腸内には100兆個から1,000兆個の腸内細菌が住んでいると考えられています。こうした腸内細菌で善玉菌(ぜんだまきん)、悪玉菌(あくだまきん)、日和見菌(ひよりみきん)が適切なバランスで存在していると、健康な体を築くことができます。

善玉菌とは体にとって良い働きをする菌です。悪玉菌は、腸内に住んでいる割合が少ないとおとなしいですが、増えすぎると体にとって悪い働きをする菌です。日和見菌は、善玉菌と悪玉菌の数が多い方に味方する菌です。悪玉菌が多いと、日和見菌は悪玉菌になびいて様々な悪さをはじめます。

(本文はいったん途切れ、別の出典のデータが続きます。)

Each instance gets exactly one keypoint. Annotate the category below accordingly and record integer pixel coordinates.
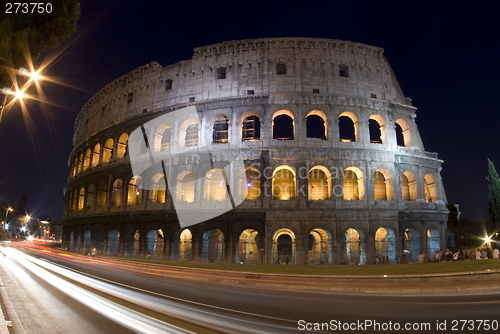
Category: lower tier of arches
(261, 238)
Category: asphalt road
(203, 307)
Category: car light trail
(199, 315)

リーキーガット症候群の人は、腸粘膜の細胞が壊れているために善玉菌が腸内に定着しておらず、数が少なくなっていることが考えられます。そこで、善玉菌を増やすような食品を摂るように心がけましょう。

善玉菌を増やす食品には、納豆、ぬか漬け、味噌などがあります。こうした食品には、善玉菌の1種ある乳酸菌(にゅうさんきん)やビフィズス菌が豊富に含まれています。

一般的にヨーグルトやチーズ、キムチなどにも乳酸菌やビフィズス菌が含まれ、善玉菌を増やす食品として馴染みがあります。

しかし、リーキーガット症候群の原因であるカンジダのもとになったり、カゼインが含まれていたりします。こうした食品を摂取をする際には、食べたあとに具合が悪くならないか様子をみるようにして下さい。

人によっては、冷たい牛乳を飲むと下痢や吐き気が出たとしても、チーズやヨーグルトなどの発酵されている乳製品であれば影響がでない場合があります。キムチや漬物なども製造方法や種類によって、体に影響が出る場合があれば、出ない場合もあるようです。

個人の体質によって症状が出たり、出なかったりするので、こうした食品を少しずつ食べてみて自分の体調がどう変化するのかを知っておくようにしましょう。自分と相性の悪い食べ物を事前に知っておけば、そうした食品を避けることができるため、自分自分の健康管理が楽になります。

このほかに、善玉菌のエサとなる食物繊維を摂るのも有益です。大豆やアーモンド、おから、あずき、グリンピースなどに、食物繊維が豊富に含まれています。

リーキーガット症候群を改善するには、こうした食品を食べた後に自分の体調や便の状態を観察し、どんな食品が自分の腸内環境を回復するのに役立つのか慎重に判断して下さい。

この病気を治療するには、食事が治療の成果を左右します。壊れてしまった腸の粘膜細胞をできるだけ早く修復できるよう、自分の体質に合った食事のパターンを見つけていって下さい。